(Publié dans Marianne 2 )
On savait que la crise pouvait affoler les marchés. On ne se doutait pas qu’elle affolerait à ce point certaines autorités de la République.
Si l’on en croit un entretien qu’il a donné au Parisien libéré (1), Jean-Pierre Jouyet, président de l’Autorité des marchés financiers s’est senti investi, avant même que Christine Lagarde le lui demande, de traquer les rumeurs qui pourraient exciter la spéculation contre l’euro.
« Nous avons demandé le concours des services de police et de renseignement pour avoir accès rapidement à tous les mails, les conversations téléphoniques, les correspondances sur internet qui démontreraient l’origine de ces rumeurs ». Quelles rumeurs ? « Les rumeurs infondées sur la dette et sur l’euro (qui) mettent en danger la sécurité des Etats européens. »
Si j’ai bien compris, il me faudra faire attention à ce que je dis.
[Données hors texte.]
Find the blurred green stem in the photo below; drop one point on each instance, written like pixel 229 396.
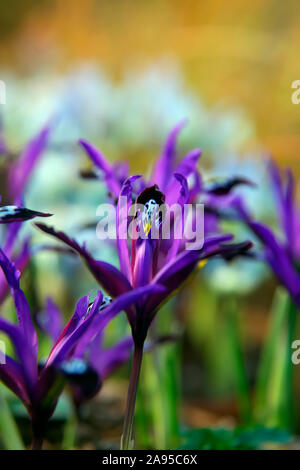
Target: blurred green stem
pixel 238 362
pixel 126 440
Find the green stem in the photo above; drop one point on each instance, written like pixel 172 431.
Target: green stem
pixel 37 443
pixel 237 358
pixel 126 440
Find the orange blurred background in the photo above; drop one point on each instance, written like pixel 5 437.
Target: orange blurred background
pixel 242 53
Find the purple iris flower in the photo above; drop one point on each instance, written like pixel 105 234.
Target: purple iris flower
pixel 103 360
pixel 39 385
pixel 166 165
pixel 150 262
pixel 280 250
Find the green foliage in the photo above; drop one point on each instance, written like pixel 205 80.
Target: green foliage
pixel 239 438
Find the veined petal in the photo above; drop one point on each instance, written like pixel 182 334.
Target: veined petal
pixel 11 374
pixel 94 324
pixel 13 214
pixel 122 225
pixel 20 262
pixel 24 352
pixel 174 274
pixel 21 304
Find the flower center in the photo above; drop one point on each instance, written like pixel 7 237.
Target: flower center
pixel 150 215
pixel 105 303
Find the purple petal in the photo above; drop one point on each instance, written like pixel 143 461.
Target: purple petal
pixel 20 262
pixel 166 162
pixel 106 361
pixel 122 225
pixel 175 273
pixel 109 277
pixel 95 322
pixel 51 320
pixel 13 214
pixel 11 374
pixel 186 167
Imaginons que j’aille au bistrot du coin et que, devant mon petit noir, je dise à la cantonade que le plan confectionné par l’Union européenne pour sauver l’euro ne tiendra pas plus de quelques mois , ou encore qu’il y a peu de chances que le peuple grec accepte jamais les mesures de rigueur qu’on veut lui imposer . Si les gendarmes sont appuyés au même comptoir, ils pourraient bien m’interpeller sur le champ, me demander mes papiers et me prier de les suivre à la brigade.
Quels délits pourra-t-on m’ imputer ? Propagation de fausses nouvelles, je suppose (article L. 465-2 alinéa 2 du code monétaire et financier).
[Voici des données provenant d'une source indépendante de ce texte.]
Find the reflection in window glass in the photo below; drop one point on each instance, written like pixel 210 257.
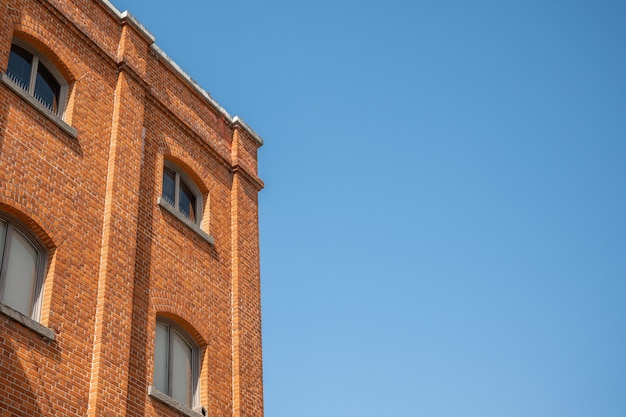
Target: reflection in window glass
pixel 169 186
pixel 20 66
pixel 47 89
pixel 174 360
pixel 161 348
pixel 181 194
pixel 187 202
pixel 30 72
pixel 181 388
Le problème en l’espèce, c’est que les dites nouvelles, loin d’être fausses, pourraient bien être vraies. Monsieur Jouyet parle lui-même d’un « endettement public colossal » : doit-il se pourchasser lui-même ?
Il est habituel, dans une crise de ce genre, de dénoncer les spéculateurs. Au temps de Robespierre, on leur coupait la tête. Il arrive qu’ils disent des choses fausses , soit qu’ils se trompent de bonne foi, et ils sont alors de bien mauvais spéculateurs ( un mot qui veut dire « ceux qui voient loin » ) , soit qu’ils veuillent tromper le public pour faire des bénéfices à ses dépens et, dans ce cas, ils sont très coupables. Mais s’ils disent des choses vraies ? Ca leur arrive aussi. Va- t-on les poursuivre parce que ces vérités risquent d’affoler les marchés ?
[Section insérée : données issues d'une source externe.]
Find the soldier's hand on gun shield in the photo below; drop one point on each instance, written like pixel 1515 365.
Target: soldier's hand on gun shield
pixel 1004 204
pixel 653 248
Cet épisode montre quel point la remis e en cause de l’euro, du fait de la crise grecque, peut créer du trouble dans les esprits. Jean-Pierre Jouyet fait partie de cette caste d’inspecteurs des finances ou assimilés, positionnés au centre gauche, soit chrétiens sociaux, soit socialistes rocardiens ralliés au marché, ayant eu longtemps pour dénominateur commun une croyance aveugle en l’Europe et en l’euro, un sujet sur lesquels ils ne pouvaient « ni se tromper ni nous tromper ». Ils se retrouvent aux Semaines sociales ou bien dans le club des Gracques – personnages de l’Antiquité avec lesquels on ne voit d’ailleurs pas le rapport puisque Tiberius et Caïus Gracchus, c’était les pauvres contre les riches et que la mécanique euro-libérale, c’est à peu près l’inverse ! Ce sont en tous les cas des gens très intelligents puisqu’ils avaient prévu unanimement le succès de l’euro, n’hésitant pas à contredire le collège des Prix Nobel d ’ économie, qui, de manière tout aussi unanime, avait prédit son échec !
L’univers de ces personnes est, on le comprend, gravement ébranlé. Même si les chefs d’Etat et de gouvernement semblent, à coup de centaines de milliards, avoir trouvé une solution provisoire à la crise grecque, le problème de fond demeure : le différentiel d’inflation au sein de la zone euro qui interdit définitivement aux Grecs de jamais rembourser ce qu’on leur prête.
« Ne jamais rembourser ! » Il me faut encore faire attention ce que je dis ! Heureusement, j’ai la caution de M. Thorstein Polleit, chef économiste de la Barclays –Allemagne qui vient de dire à peu près la même chose (2).
Et oui : Gracques ou pas Gracques, il faut se faire à cette idée : il se peut que nous assistions à la fin d’un monde. On comprend qu’il faille mobiliser les gendarmes.